Warm welcome for new Masset RCMP sergeant

Sergeant Kevin Smith credits ongoing efforts to build ties beyond day-to-day policing

Just a week after he and his family moved to Masset, people were waving and saying hello to Sergeant Kevin Smith.

And they wasted no time putting him through his paces on the basketball court.

“It’s been amazing,” said Sgt. Smith, who took over in March as the new commander of the Masset RCMP detachment.

Smith credits earlier work by local RCMP to be well involved in Masset and Old Massett, beyond day-to-day policing.

Both sides of that relationship were on display May 5, when the RCMP boated to Collison Point / St’alaa Kun to enforce a court injunction against a logging blockade organized there by the Haida Gwaii Land Protectors.

Smith and others were met with cake — it happened to be the birthday of Lisa White / Yaahl Aadaa, one of the blockade organizers — and in turn the police gave Haida elders a sail past Old Massett on the RCMP catamaran that came in from Prince Rupert.

Growing up in Port Alberni and Tofino, Smith said Haida Gwaii feels a lot like home.

“That’s been my passion — to be in Aboriginal communities and smaller places,” he said.

Smith has served 14 years in the RCMP, going from Port Hardy to 100 Mile House, Burns Lake, Fort St. James, and now north-end Haida Gwaii.

Besides overseeing a major renovation of the Masset RCMP building — a two-storey addition and interior redesign that will add more space for staff and privacy for the public — in his first few months Smith was also busy playing basketball in Old Massett’s spring league.

“They were good — I was surprised at the quality of play here,” said Smith, adding that it’s good to be back in a basketball community after working in several soccer towns.

Smith is also glad to be back by the ocean.

So far this spring, Masset RCMP have had no calls about stranded boats or East Beach hikers, but Smith is well prepared when they do — he is team-leader certified to do land search-and-rescue, and has years of experience in marine SAR, too.

“If anything like that happens, we’ll be ready for it,” he said.

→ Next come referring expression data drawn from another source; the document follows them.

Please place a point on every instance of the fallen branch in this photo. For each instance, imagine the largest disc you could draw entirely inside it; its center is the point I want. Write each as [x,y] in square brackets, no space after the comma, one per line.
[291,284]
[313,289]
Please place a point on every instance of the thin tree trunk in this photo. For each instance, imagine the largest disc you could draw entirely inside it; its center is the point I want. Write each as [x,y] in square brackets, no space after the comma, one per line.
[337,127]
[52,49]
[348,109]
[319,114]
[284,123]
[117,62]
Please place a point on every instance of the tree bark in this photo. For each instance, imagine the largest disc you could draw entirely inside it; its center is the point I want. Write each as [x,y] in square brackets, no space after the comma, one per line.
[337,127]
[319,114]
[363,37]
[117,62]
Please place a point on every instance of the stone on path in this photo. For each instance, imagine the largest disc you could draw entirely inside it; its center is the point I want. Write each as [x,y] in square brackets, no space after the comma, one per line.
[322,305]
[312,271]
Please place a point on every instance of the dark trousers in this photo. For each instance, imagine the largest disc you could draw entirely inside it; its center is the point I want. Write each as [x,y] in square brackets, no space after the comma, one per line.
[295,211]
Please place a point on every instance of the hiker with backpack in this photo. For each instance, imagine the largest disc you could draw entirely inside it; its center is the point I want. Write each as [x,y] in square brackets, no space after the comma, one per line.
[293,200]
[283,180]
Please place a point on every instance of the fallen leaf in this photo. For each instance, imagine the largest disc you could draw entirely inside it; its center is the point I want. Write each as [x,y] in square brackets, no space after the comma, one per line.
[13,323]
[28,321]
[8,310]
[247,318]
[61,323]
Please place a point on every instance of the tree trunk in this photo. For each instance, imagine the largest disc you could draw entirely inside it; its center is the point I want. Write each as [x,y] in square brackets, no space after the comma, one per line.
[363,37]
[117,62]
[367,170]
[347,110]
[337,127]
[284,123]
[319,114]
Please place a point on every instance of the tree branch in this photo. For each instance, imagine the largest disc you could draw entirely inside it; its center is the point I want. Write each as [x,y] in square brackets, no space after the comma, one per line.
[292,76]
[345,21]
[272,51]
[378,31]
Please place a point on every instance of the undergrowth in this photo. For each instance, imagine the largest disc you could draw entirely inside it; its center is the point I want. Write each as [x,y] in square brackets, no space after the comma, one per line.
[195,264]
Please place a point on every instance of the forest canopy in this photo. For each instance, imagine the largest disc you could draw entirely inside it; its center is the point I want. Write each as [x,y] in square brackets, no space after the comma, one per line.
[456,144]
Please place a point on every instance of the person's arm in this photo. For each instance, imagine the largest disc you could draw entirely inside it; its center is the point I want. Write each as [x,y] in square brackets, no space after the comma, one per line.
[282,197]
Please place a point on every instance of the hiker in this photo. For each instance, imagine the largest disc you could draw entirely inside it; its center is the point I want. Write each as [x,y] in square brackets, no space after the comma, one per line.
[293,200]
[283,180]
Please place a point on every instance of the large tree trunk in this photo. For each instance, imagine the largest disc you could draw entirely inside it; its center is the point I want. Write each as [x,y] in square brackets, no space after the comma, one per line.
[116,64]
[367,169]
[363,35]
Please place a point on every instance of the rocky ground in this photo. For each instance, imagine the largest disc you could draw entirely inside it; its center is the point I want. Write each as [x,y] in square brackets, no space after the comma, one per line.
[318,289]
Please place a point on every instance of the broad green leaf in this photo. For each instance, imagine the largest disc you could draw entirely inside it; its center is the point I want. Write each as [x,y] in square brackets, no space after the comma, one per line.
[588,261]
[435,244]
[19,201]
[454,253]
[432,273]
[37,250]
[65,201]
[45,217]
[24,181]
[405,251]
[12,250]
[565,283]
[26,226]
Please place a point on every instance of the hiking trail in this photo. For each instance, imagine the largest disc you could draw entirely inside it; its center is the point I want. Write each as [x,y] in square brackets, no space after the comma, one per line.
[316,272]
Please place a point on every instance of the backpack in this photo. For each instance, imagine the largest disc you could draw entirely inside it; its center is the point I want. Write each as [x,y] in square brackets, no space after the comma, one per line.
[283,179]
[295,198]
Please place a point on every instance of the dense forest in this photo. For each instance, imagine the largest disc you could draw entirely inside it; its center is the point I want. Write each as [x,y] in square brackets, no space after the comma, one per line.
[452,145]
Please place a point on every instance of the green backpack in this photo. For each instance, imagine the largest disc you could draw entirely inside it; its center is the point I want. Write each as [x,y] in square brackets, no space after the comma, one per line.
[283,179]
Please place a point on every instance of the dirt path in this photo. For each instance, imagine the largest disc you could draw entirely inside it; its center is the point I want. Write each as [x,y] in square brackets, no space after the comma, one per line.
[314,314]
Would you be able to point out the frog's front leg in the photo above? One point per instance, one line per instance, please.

And when he’s off-duty, Sgt. Smith will be on North Beach and maybe even the west coast, looking for surf.

As a kid, Smith remembers renting his first surfboard from what was then the only board shop in Tofino. He got the bug, moved there after finishing high school in Port Alberni, and later travelled to surf spots all around the world.

In 1992, when he started, there only a dozen regular surfers in Tofino — including brothers Raph and Sepp Bruhwiler, the first Canadians to go pro.

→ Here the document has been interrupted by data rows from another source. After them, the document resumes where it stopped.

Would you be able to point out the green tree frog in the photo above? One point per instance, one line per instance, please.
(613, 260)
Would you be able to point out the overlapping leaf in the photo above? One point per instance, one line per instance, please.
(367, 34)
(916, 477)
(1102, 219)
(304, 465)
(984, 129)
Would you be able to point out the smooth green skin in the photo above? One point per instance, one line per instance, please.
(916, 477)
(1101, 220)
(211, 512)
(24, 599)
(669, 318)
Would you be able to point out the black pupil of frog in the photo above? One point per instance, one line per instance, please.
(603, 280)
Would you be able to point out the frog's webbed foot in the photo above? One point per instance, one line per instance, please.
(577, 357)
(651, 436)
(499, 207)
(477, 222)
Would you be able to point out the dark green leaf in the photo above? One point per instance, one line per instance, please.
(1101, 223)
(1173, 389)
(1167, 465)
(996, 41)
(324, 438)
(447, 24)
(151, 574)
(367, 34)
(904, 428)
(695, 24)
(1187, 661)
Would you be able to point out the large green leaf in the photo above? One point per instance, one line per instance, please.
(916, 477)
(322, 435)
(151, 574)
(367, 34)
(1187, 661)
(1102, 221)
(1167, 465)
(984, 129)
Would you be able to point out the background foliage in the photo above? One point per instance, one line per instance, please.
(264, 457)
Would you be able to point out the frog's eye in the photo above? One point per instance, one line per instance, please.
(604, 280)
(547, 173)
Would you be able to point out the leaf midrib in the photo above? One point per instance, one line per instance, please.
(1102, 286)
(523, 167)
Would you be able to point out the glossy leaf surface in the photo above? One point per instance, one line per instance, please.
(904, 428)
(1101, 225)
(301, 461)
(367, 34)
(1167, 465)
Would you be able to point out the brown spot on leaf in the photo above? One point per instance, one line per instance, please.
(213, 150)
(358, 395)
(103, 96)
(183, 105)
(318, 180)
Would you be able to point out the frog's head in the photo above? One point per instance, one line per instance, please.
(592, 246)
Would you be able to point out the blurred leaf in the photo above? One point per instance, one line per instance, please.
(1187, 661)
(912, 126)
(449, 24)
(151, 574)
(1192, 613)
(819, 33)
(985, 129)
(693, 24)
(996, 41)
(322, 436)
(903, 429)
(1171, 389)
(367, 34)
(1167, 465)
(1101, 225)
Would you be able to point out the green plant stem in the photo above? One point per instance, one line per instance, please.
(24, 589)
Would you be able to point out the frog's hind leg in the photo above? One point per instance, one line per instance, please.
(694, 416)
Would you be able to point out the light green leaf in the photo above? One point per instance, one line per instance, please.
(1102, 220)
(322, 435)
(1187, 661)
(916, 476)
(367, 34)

“It’s pretty funny,” he said. “It would only be Raph and Sepp out, and they’d say, ‘Oh, there’s a surfer! How’s it going?’”

“Now you go to Tofino and there’s like 250 people in the water.”

Being in Haida Gwaii is a bit like travelling back in time, said Smith.

“Coming here you almost get nervous because there’s nobody else around,” he said.

“It totally reminds me of what Tofino was 20 years ago.”